Untuk mengurangi risiko gangguan pernapasan selama musim kemarau, berikut lima langkah pencegahan yang dapat dilakukan:
- Pantau Indeks Kualitas Udara (AQI) – Gunakan aplikasi pemantau kualitas udara untuk mengetahui kondisi lingkungan sekitar. Jika kualitas udara memburuk, batasi aktivitas di luar ruangan atau gunakan masker saat terpaksa keluar.

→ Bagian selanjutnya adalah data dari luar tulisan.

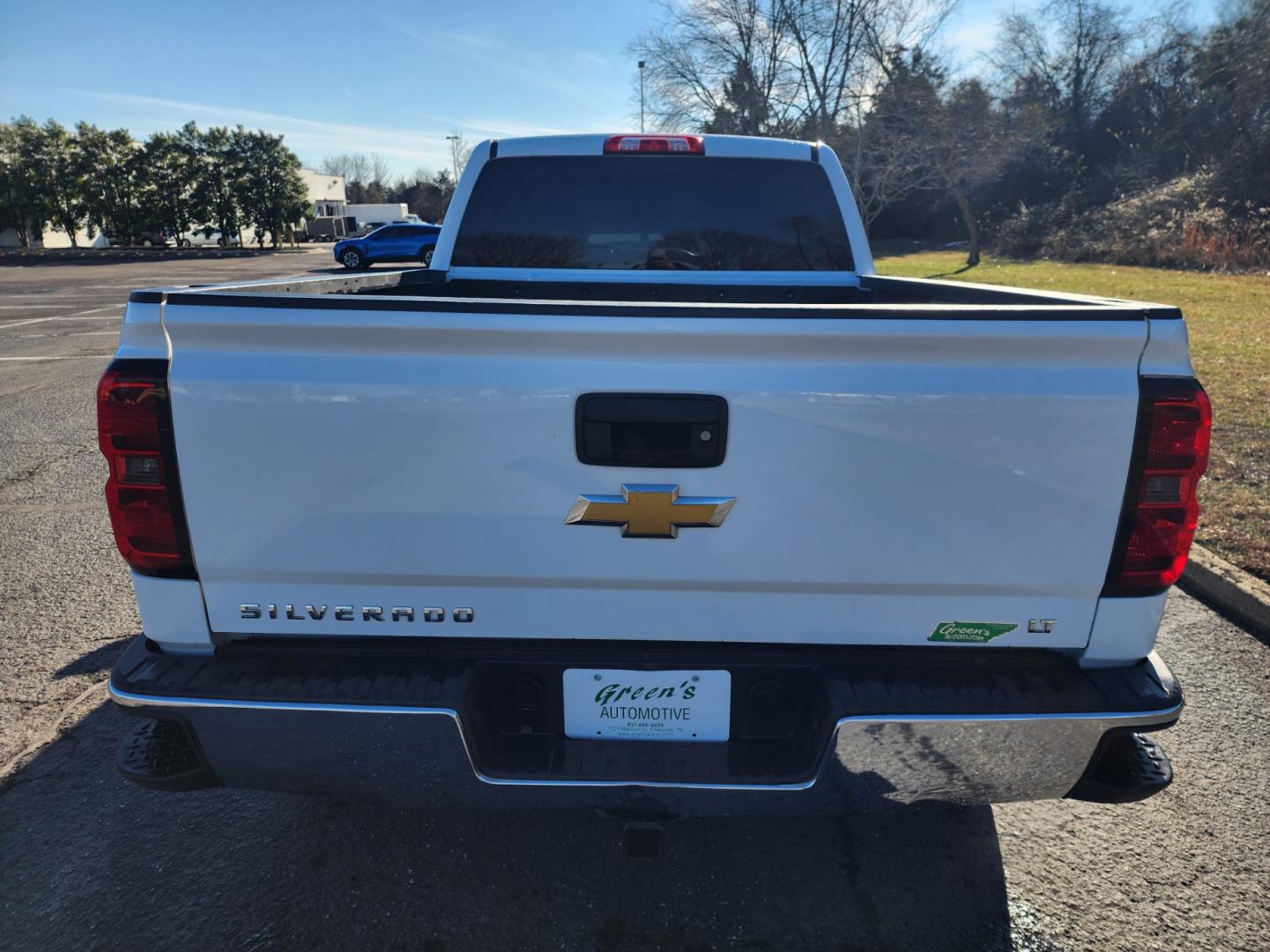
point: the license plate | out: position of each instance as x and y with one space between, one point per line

- Perbanyak Konsumsi Cairan – Minum air putih yang cukup untuk mencegah dehidrasi dan menjaga kelembapan selaput lendir saluran pernapasan.
- Gunakan Masker – Saat berada di luar rumah, terutama di area berdebu atau polutan tinggi, gunakan masker untuk melindungi saluran pernapasan dari partikel berbahaya.
- Hindari Perubahan Suhu Ekstrem – Kenakan pakaian yang sesuai dan jaga tubuh tetap hangat saat malam hari untuk mempertahankan daya tahan tubuh.
- Tingkatkan Imun Tubuh – Konsumsi makanan bergizi, cukup istirahat, dan hindari stres agar sistem kekebalan tubuh tetap optimal dalam melawan infeksi.
Dengan menerapkan langkah-langkah tersebut, masyarakat dapat meminimalkan risiko terkena ISPA selama musim kemarau yang rawan terhadap gangguan pernapasan.